Besides writing my essay's I have really enjoyed much of the process of putting this new community together. Like anyone starting something new, I had a picture in my mind of what it would look like. It was not very specific, but it was there. Well, over the past few weeks as I have met with some people I feel like my vision has gone from gray and one dimensional to vibrantly colored and multi dimensional. It is so cool, I desire community so I was going to make that happen where I go. I am learning that community is a HUGE need for homeschoolers and I have even come across a few people who were on the fence about CC and when I mentioned my vision about community decided it was for them. The super cool thing about this is, community is who I am. I am a gatherer of people. I love to plan and organize. I love to see people with common interests and convictions come together and "do life" together.

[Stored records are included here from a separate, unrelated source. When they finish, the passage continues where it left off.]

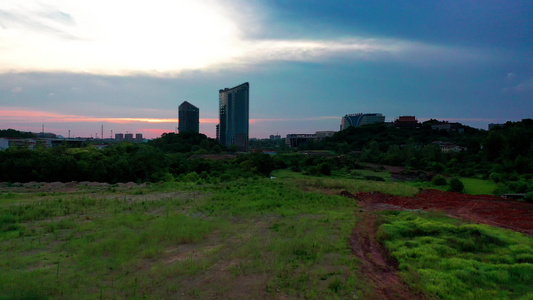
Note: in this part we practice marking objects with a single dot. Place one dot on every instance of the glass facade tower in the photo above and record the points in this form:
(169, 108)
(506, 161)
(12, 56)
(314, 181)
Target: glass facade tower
(189, 118)
(234, 116)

Sometimes I even like to sit on the sidelines and watch it happen ... but I need it too, so I wont stay there :)
Back to my vision, it was to meet for CC, have lunch and field trips. Well, as I am talking to others, I am being encouraged to allow myself to really go for what I desire. I want mom's nights out. Instead of being isolated in our CC classes I want to find ways to build relationships and community even in our learning time, and I am finding fun ways to do that! So this was the second revision of my vision and I was pretty excited about it.

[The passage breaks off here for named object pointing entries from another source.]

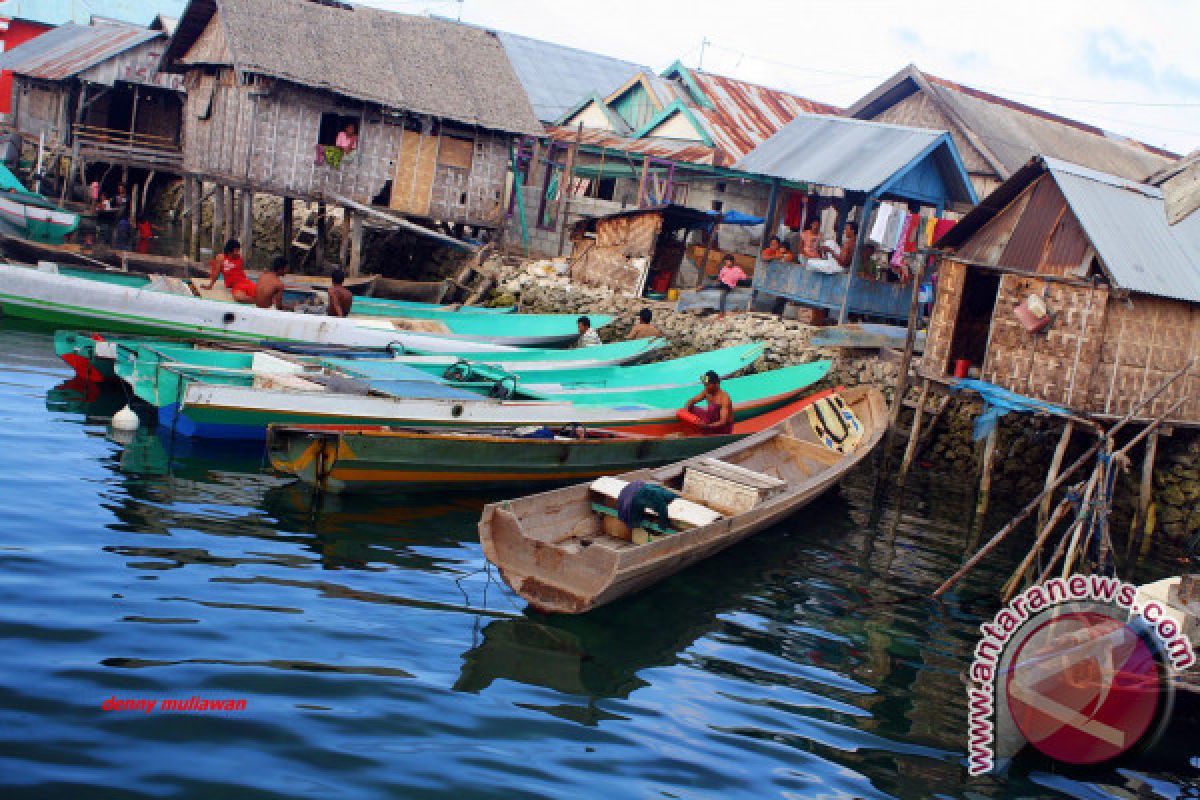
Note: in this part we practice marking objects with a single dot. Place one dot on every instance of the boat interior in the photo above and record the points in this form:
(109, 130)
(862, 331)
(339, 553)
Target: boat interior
(785, 459)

Well, if one thing is true it is that I should not underestimate the Lord and HIS visions! Yesterday I went to visit a site to possibly hold our CC classes. Let me interrupt myself here to say that typically a new director would call tons of churches looking for the right fit. I did not do that. I made two initial calls, and honestly did not even pursue them that much. This is not for a lack of feeling like I should do more. It is just every time I wanted to start researching church buildings I felt the Lord tell me to "rest" in him. If these two did not work then he would lead me to more to call. So I did that, I rested ... for over a month! Back to yesterday, I visited the building that looks the most likely and "omgoodness, omgoodness, omgoodness!!!" This place is AMAZING!! It has more than enough rooms for us to have a full campus, a huge nursery, beautiful playground and big spaces for our assembly time. That seems great, right? After all we are supposed to be using the classical model just using a "stick in the sand". So, as Pastor Bill ended the tour of the facility he casually said "Since you are a homeschool group [not sure what that has to do with anything] you can use our pinball arcade, ice rink and batting cages". WHAT LORD!! BATTING CAGES ... ICE RINK ... PINBALL MACHINES, all right there on the campus??? This is crazy! Oh, did I mention their indoor jumpy house room? Whew! Talk about building community!

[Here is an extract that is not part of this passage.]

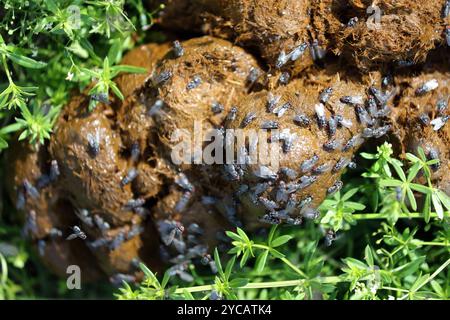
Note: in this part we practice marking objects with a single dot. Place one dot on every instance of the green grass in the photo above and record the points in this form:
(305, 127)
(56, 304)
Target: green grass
(389, 253)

I don't know what else to say. I am up in the middle of the night because I can not stop thinking about how crazy this is. It is not a sure thing yet, Thursday morning their elders meet and will give us the final answer. Either way, this entire experience has been so refreshing to me. I don't know if I would ever attend a church with an ice rink, but this has opened my eyes to see how big my God is, and when he has a plan he can exceed any expectations, hopes, dreams or visions. I should know this, he has done it in so many areas of my life, it is just a nice reminder :).